1. You're learning from some of the top instructors in the industry and there's a 4:1 student to instructor ratio.

2. They film you on-track and then you get to analyze the footage with an instructor.

3. Some of the classroom learning happens in a van at speed!

4. Unlike track riding, you have the chance to do drills--like rear brake drills, rider-adjustment drills and steering-geometry adjustability. It also covers principles like consistency, traction studies, and tire and suspension loading.

5. The teaching is competition-proven and it provides skills that are used by the best riders in the world. The techniques are truly world-class. Plus, you may end up with a guest instructor like Larry Pegram or Scott Russell.

After learning about this I became even more adamant that I had to do Champ School. And the sooner the better.
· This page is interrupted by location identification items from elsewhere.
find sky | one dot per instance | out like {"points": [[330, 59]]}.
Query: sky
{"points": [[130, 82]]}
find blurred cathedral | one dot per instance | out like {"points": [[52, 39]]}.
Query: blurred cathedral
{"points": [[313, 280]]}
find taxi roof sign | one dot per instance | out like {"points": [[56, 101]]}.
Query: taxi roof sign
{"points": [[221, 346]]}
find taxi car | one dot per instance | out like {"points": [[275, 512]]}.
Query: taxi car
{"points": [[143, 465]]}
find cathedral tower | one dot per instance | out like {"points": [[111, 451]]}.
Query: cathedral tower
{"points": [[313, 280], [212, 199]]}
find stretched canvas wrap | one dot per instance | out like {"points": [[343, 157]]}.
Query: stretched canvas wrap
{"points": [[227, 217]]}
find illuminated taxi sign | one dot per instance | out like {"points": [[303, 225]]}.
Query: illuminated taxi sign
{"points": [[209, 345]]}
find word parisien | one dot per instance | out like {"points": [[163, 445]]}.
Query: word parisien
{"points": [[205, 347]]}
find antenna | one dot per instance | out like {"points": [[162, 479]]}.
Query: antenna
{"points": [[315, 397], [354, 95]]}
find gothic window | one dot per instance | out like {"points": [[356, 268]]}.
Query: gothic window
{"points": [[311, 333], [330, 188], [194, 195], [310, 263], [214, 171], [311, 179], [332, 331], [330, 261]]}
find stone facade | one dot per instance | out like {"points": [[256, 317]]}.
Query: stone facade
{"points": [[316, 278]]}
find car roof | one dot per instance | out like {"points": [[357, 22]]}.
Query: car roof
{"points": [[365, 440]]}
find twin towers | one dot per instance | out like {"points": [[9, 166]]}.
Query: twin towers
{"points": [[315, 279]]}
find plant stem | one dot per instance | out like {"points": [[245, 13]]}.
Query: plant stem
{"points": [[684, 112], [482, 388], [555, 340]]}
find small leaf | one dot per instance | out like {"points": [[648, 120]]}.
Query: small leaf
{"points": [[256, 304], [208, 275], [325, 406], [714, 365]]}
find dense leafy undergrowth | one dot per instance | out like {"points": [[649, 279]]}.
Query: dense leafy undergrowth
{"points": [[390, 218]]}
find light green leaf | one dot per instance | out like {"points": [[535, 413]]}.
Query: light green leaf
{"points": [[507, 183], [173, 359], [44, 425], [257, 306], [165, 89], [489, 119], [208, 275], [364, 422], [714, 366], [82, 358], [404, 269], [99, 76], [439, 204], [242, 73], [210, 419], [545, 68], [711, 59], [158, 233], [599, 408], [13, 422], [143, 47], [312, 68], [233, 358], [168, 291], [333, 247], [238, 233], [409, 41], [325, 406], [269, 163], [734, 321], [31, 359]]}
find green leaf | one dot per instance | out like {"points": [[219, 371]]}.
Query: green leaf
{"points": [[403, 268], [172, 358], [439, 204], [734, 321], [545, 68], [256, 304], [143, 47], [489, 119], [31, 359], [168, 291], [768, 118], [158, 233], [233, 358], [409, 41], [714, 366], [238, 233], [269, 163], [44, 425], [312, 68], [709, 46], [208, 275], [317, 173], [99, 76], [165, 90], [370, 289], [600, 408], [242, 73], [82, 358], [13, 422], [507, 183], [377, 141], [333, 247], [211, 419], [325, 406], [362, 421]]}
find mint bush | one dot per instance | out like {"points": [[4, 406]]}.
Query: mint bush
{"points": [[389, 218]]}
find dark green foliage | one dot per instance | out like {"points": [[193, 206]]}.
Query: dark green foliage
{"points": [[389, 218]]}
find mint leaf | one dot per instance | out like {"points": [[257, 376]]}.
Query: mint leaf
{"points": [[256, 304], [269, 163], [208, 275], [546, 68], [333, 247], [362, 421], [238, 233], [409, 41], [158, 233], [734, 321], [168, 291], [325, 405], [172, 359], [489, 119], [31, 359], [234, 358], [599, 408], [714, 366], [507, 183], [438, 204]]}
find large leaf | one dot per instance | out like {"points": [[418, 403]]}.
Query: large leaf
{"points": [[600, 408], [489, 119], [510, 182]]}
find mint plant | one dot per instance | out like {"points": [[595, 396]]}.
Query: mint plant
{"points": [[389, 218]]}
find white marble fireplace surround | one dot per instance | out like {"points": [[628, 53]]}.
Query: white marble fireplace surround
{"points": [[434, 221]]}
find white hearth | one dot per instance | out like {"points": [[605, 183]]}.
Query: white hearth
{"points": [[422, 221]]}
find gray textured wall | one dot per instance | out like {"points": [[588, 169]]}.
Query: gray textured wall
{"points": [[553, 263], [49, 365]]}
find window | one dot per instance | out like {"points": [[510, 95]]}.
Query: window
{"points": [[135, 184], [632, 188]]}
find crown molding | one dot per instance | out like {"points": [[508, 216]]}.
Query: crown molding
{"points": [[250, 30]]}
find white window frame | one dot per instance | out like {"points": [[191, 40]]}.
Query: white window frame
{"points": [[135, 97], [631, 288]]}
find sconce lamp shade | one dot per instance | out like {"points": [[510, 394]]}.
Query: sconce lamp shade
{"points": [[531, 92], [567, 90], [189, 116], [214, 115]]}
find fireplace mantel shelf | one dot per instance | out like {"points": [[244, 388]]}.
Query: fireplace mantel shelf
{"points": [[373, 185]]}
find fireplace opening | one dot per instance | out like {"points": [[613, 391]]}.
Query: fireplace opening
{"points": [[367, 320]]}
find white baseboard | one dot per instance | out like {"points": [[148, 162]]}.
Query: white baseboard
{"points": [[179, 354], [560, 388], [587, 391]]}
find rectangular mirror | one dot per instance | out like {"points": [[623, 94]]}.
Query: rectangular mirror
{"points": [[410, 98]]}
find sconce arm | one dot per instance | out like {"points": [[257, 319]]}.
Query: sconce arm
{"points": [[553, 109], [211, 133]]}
So, after talking with some of the folks from Champ School, I'm pleased to share that I'll be attending the Aug. 19 and 20 Champ School at Pittsburgh International Race Complex!

I feel confident that Champ School will make the biggest impact that has ever been made in my riding and couldn't be more excited.

I also have good news for anyone considering it--you can get a 10% discount through my discount code: Sarah10. Just visit and enter Sarah10 at checkout. That's $220 you'll save! And this can be used for any Champ School, not just the one on Aug. 19 and 20--so check out the schedule.

Also, if you're not quite ready to make the investment in the two-day Champ School, they also offer a one-day program called Champ Day.

Although Champ School is different than track days I still fully intend to continue doing track days. But, I have a feeling after doing the school that I'll become a better rider on the track and see my laps times improve. In fact, some Champ School participants see a six-second improvement! It's hard enough for me to just shave a second off! So I'm really excited to see my track riding progress.

One of the other important attributes about Champ School is that it's not just about speed, but about safety. It doesn't matter how fast you can go if you can't stay on the bike, so I'm looking forward to that benefit as well. And it all translates to the road, too.

In closing, I'm not saying "don't make mods to your bike." There are mods that are a necessity. For example, I added braided stainless steel brake lines since my rubber ones would swell at the track under pressure and lacked the performance I needed. But, what I am saying is, before you start making mods, ask yourself if putting that money into your riding will be the better investment.